LATITUDINAL EFFECTS ON METABOLIC RATES IN THE CRICKET FROG, ACRIS CREPITANS: ACUTELY MEASURED RATES IN SUMMER FROGS

¹ Department of Biology, University of South Dakota, Vermillion, South Dakota

Samples of cricket frogs were collected in Texas and in South Dakota in July and acclimated for 5-7days at 15 and 25° C. Routine metabolic rates were determined at 5, 10, 15, 20, 25, 30, and 35° C for samples from both localities acclimated at both temperatures. Sets of data from samples determined at each of the seven determination temperatures were subjected to a 2 x 2 analysis of covariance.

For both localities, warm acclimated (25° C) frogs had higher metabolic rates than cool acclimated (15° C) frogs at determination temperatures below 20° C (Texas) or below 25° C (South Dakota). At determination temperatures from 25 to 35° C (South Dakota) and 20 to 30° C (Texas), acclimation effects were not significant. At 35° C, Texas frogs acclimated at 15° C had a higher metabolic rate than those acclimated at 25° C.

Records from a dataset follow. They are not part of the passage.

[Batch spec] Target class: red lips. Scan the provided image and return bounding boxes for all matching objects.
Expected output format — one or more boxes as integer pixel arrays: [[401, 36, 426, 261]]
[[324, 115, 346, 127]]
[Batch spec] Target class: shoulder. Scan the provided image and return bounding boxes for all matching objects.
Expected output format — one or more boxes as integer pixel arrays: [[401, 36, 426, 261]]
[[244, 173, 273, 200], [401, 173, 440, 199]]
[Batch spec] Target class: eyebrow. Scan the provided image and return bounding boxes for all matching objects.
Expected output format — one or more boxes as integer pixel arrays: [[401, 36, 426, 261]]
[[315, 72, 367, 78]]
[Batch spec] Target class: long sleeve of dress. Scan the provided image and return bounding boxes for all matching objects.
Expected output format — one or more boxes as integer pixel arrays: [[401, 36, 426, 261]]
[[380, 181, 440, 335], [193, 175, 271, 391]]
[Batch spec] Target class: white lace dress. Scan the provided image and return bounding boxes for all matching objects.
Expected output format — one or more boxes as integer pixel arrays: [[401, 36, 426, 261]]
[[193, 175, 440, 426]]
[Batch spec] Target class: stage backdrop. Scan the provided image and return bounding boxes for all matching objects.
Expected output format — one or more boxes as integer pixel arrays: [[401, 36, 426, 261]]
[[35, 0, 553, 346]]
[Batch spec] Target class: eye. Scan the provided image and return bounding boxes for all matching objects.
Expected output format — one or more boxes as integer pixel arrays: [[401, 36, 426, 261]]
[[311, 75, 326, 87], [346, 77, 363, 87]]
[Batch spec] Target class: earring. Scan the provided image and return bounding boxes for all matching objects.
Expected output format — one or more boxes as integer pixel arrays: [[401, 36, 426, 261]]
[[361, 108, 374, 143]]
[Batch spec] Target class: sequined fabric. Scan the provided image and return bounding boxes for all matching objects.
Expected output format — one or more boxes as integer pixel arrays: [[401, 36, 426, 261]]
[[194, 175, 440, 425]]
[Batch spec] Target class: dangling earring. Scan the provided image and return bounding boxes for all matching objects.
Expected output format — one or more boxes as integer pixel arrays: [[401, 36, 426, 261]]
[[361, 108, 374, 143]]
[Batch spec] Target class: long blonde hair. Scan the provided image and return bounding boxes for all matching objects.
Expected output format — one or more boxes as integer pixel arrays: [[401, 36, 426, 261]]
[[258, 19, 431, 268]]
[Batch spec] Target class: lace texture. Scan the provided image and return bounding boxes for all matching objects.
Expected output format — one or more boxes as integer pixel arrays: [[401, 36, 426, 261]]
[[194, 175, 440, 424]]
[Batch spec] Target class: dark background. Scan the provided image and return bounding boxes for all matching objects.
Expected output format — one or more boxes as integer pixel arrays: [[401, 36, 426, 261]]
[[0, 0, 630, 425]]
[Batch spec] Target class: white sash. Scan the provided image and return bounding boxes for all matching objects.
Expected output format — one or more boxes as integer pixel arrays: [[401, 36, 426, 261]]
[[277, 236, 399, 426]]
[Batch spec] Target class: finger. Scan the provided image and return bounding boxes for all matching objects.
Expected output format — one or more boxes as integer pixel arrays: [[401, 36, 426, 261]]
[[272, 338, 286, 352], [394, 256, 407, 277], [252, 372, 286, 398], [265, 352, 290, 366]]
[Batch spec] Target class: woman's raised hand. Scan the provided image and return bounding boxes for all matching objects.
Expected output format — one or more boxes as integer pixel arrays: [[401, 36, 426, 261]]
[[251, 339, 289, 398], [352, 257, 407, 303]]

Frogs acclimated at 15° C showed no significant locality effects when determined at 5, 10, 15, 25, and 35° C. At 20° C, the Texas frogs acclimated at 15° C had a significantly higher rate than the corresponding South Dakota frogs, while at 30° C, the South Dakota frogs had the higher rate. When both were acclimated at 25° C, the South Dakota frogs had a significantly higher rate than those from Texas at determination temperatures of 10, 15, 30, and 35° C. At 5, 20, and 25° C, however, no significant locality effects were apparent.

On the acutely measured R-T curves of cricket frogs acclimated at 25° C, there is a region of pronounced metabolic insensitivity to temperature in which region the Q₁₀ approximates 1.0. The region lies between determination temperatures of 15-25° C for the South Dakota frogs and between 20-30° C for the Texas animals. Frogs from both localities acclimated at 15° C have a low Q₁₀ value between 10-15° C and the Texas frogs have another one between 20 and 30° C. The differences noted above between the warm acclimated R-T curves of the northern and southern populations, taken in conjunction with published data on body temperature-environmental temperature relationships in Acris and with published climatological data, are consistent with the hypothesis of the role of metabolic patterns in the maintenance of metabolic stability in a varying thermal environment.